DEXTER – Longtime Dexter High School coach and educator Starla Pulley will be sad to see her latest group of seniors say ‘Goodbye’ later this spring, as she has to endure each volleyball and softball season. However, this year will be particularly emotional, as Pulley is leaving Dexter Schools at the end of the year.
Pulley’s husband, Trevor Pulley, was hired in November as the assistant city manager in Cape Girardeau, so the family is moving to Trevor’s hometown this week, though Starla will commute through the end of the school year.
“I always thought that I would retire (at Dexter),” Pulley said. “I have been here for nine years. I have had great girls and great parents.
“I shed a lot of tears when I had to tell the girls.”
The Bearcats dropped a tough 5-4 game against Malden on Tuesday and will host Bloomfield today at East Park at 4:30 p.m.(The game against Bloomfield has been postponed due to rain)
This particular Dexter softball squad is very young, so despite its 1-3 record, the potential for the Bearcats is great, something that Pulley thought about as she was resigning.
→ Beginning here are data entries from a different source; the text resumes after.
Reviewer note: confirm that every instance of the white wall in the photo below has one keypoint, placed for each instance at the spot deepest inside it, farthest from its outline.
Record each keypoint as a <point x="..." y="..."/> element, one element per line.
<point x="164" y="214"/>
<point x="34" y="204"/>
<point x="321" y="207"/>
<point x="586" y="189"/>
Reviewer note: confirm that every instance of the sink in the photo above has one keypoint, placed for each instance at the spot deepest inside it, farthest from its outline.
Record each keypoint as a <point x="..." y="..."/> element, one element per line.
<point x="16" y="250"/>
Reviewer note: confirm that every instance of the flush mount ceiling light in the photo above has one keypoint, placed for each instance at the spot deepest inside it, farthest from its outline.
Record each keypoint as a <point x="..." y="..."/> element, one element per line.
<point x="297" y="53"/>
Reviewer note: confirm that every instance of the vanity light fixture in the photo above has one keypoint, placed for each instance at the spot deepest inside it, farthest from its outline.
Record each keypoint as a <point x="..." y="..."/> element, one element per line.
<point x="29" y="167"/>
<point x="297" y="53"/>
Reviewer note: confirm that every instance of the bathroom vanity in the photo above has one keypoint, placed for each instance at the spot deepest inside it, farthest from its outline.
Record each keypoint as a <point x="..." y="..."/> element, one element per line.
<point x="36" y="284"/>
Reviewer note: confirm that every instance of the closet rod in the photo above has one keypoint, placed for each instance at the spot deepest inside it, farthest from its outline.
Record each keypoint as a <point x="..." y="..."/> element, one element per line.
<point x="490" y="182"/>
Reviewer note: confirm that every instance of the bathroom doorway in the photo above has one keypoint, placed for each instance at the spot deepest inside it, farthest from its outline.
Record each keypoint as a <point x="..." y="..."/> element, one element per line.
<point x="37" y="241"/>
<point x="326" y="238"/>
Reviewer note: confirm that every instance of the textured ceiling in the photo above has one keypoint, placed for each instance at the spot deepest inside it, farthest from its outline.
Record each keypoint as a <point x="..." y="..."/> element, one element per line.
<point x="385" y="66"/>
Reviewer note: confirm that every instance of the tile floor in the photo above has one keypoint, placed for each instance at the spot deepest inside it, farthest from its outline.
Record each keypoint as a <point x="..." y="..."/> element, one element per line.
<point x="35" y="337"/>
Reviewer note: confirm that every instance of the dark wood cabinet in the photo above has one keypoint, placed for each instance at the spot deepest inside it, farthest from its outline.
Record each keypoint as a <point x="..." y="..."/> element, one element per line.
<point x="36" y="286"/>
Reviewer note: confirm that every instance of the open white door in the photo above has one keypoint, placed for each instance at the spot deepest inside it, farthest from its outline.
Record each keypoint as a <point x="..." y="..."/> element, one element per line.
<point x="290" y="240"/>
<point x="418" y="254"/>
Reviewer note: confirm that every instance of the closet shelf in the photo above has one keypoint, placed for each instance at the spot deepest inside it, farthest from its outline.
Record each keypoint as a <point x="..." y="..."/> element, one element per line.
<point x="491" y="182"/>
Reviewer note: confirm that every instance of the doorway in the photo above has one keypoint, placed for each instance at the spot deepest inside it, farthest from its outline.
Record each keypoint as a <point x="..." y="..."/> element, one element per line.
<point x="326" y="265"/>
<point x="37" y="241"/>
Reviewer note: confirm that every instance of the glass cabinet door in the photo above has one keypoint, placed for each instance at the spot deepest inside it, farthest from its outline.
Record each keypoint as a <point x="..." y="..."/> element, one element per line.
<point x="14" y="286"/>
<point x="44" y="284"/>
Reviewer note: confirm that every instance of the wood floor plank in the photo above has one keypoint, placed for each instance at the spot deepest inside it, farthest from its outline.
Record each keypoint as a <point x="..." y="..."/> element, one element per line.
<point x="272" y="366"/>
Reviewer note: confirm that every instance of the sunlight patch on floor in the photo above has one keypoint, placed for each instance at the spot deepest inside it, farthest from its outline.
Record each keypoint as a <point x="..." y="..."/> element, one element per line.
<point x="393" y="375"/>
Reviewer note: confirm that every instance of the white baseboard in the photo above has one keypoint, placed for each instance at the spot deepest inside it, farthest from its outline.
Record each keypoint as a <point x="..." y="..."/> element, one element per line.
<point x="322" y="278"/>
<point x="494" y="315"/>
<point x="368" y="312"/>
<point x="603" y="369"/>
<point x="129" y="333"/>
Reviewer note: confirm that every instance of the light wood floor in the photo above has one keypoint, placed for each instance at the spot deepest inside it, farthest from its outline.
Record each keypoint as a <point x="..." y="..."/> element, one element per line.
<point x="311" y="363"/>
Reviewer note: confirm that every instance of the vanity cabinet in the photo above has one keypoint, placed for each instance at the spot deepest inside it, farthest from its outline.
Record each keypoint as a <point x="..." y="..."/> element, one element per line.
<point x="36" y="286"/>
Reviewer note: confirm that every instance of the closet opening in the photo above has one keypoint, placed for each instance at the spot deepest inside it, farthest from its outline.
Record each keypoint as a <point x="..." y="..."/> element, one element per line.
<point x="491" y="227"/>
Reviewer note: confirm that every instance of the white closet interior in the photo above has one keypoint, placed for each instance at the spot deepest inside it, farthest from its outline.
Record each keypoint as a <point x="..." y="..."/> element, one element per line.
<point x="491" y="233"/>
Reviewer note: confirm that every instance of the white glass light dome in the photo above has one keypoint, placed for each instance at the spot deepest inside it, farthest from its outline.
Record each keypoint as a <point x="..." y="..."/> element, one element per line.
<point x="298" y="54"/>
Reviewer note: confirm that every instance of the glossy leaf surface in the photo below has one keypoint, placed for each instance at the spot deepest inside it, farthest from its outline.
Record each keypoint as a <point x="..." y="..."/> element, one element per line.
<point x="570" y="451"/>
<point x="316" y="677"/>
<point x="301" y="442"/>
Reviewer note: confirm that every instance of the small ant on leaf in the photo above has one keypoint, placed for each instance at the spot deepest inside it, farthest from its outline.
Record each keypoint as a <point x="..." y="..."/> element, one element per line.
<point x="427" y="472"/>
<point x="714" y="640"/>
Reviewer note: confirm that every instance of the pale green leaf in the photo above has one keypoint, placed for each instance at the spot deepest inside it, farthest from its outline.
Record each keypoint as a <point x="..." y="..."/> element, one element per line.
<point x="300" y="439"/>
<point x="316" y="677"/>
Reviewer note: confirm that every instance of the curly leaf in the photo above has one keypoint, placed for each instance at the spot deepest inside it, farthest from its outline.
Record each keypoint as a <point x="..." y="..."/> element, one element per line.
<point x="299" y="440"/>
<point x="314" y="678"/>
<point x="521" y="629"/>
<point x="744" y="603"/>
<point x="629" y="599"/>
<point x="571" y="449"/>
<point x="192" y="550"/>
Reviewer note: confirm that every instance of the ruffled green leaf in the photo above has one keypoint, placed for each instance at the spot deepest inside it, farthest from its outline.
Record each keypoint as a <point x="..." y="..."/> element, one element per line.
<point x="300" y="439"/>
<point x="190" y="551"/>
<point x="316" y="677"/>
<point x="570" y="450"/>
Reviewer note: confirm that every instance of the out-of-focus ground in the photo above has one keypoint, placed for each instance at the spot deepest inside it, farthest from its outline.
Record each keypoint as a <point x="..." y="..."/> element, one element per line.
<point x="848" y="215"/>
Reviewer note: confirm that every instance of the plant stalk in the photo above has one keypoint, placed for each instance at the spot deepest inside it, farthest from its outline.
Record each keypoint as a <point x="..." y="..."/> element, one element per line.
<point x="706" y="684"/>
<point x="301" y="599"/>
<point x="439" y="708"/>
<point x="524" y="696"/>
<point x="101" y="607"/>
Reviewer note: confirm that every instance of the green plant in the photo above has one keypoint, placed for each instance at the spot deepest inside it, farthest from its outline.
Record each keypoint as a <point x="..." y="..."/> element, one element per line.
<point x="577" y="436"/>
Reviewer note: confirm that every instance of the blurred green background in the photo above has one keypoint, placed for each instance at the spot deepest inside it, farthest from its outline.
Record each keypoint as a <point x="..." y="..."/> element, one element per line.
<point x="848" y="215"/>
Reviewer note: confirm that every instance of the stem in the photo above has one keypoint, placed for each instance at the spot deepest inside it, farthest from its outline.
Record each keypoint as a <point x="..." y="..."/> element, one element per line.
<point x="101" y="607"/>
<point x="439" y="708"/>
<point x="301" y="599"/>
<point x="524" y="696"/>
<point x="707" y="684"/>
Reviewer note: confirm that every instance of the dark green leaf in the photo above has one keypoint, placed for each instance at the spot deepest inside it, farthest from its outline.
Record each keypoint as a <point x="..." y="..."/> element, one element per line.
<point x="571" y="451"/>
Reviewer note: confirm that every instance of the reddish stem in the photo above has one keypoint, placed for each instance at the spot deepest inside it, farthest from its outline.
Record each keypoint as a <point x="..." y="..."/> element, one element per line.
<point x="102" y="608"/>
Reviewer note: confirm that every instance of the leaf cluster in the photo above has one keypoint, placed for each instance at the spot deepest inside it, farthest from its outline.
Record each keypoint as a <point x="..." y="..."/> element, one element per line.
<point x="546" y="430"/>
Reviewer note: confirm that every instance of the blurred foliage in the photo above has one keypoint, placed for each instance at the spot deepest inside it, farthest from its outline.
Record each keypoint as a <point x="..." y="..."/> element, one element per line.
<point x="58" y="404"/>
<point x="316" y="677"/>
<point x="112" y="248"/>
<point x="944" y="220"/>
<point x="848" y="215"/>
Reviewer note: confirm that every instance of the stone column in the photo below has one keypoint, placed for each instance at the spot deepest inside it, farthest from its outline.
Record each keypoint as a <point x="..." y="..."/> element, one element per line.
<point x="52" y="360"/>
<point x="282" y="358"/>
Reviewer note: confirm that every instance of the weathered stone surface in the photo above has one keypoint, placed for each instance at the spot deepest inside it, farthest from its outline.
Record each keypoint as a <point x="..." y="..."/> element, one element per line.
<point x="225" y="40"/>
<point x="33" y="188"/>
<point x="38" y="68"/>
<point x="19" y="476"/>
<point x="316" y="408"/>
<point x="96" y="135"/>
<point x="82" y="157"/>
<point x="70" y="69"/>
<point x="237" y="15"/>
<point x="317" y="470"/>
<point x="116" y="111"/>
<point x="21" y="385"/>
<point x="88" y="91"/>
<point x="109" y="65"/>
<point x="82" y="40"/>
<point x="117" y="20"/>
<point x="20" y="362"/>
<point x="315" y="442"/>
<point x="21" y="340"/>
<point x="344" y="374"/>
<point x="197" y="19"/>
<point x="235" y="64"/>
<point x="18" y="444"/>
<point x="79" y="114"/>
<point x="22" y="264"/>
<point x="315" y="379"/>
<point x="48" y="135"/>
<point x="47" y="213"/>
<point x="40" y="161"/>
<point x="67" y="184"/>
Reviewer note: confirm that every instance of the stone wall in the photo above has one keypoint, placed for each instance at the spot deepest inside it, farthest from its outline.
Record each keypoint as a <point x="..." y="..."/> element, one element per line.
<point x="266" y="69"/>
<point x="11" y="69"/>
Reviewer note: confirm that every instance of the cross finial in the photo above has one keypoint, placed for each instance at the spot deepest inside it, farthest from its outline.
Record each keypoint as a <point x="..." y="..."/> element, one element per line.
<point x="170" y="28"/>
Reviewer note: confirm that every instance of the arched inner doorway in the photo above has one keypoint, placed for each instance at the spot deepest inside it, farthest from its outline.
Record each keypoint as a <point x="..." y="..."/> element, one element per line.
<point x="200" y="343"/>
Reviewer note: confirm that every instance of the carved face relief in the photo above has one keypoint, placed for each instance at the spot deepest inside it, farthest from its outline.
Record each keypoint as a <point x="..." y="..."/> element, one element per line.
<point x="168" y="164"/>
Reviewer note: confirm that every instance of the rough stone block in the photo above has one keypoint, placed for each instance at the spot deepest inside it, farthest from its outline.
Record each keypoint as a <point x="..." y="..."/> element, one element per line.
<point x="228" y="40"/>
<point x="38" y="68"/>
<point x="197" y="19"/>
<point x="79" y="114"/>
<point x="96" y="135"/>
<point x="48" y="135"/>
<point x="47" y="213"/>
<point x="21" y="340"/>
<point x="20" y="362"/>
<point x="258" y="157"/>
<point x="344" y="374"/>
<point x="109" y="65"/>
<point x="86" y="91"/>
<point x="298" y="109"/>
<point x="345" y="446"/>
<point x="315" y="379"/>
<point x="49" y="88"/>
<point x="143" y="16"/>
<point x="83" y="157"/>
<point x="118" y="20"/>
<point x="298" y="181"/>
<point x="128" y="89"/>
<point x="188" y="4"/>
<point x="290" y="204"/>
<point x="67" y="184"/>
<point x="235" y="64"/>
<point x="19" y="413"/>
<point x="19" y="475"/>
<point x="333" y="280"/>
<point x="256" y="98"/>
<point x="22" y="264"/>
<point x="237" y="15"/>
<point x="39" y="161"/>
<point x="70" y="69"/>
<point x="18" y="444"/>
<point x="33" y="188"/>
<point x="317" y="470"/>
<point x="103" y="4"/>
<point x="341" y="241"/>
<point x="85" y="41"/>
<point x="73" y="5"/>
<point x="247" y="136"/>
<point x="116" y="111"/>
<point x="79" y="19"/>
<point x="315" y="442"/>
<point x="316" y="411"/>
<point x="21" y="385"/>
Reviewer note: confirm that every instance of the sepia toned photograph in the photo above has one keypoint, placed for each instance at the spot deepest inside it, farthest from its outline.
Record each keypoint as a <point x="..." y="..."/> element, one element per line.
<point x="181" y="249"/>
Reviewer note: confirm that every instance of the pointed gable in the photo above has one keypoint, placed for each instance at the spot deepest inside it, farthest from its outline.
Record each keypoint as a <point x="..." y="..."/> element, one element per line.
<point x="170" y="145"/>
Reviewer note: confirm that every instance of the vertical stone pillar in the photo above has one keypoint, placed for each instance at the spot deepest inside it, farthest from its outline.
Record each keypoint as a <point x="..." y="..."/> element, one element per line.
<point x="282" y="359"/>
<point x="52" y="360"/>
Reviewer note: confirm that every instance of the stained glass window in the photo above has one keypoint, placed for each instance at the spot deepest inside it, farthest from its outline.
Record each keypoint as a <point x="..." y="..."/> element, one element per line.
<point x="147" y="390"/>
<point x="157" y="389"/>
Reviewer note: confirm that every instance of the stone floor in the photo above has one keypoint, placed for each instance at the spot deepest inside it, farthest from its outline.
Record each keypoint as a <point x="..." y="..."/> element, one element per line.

“It is hard,” Pulley said, “because you have girls coming up and you think ‘Oh, I can’t wait until they come up.’ You have a plan in your head and in four to seven years, I can retire. I had a plan in my head, all of the girls that I would be able to coach through those next seven years.”
In volleyball, Pulley has been a part of an incredible tradition of success.
In the nine seasons that Starla Pulley has been a part of the Dexter High School volleyball program (four as an assistant and five as the head coach), the Bearcats won 202 matches, which included four MSHSAA Class 3 District 1 championships.
“Our community really supports our volleyball program,” Pulley told Semoball last fall. “We have lots of parents that invest in their children. They start at a very young age and when you have a program, and it is successful, it starts building a tradition.”
Pulley has already lined up a teaching and coaching (middle school volleyball) position with Oak Ridge Schools north of Cape Girardeau.
“I could not have asked to have a better school district than Dexter for the last nine years,” Pulley said. “They are family and I am going to miss them. I’ll still come back and cheer for them, but it is hard.”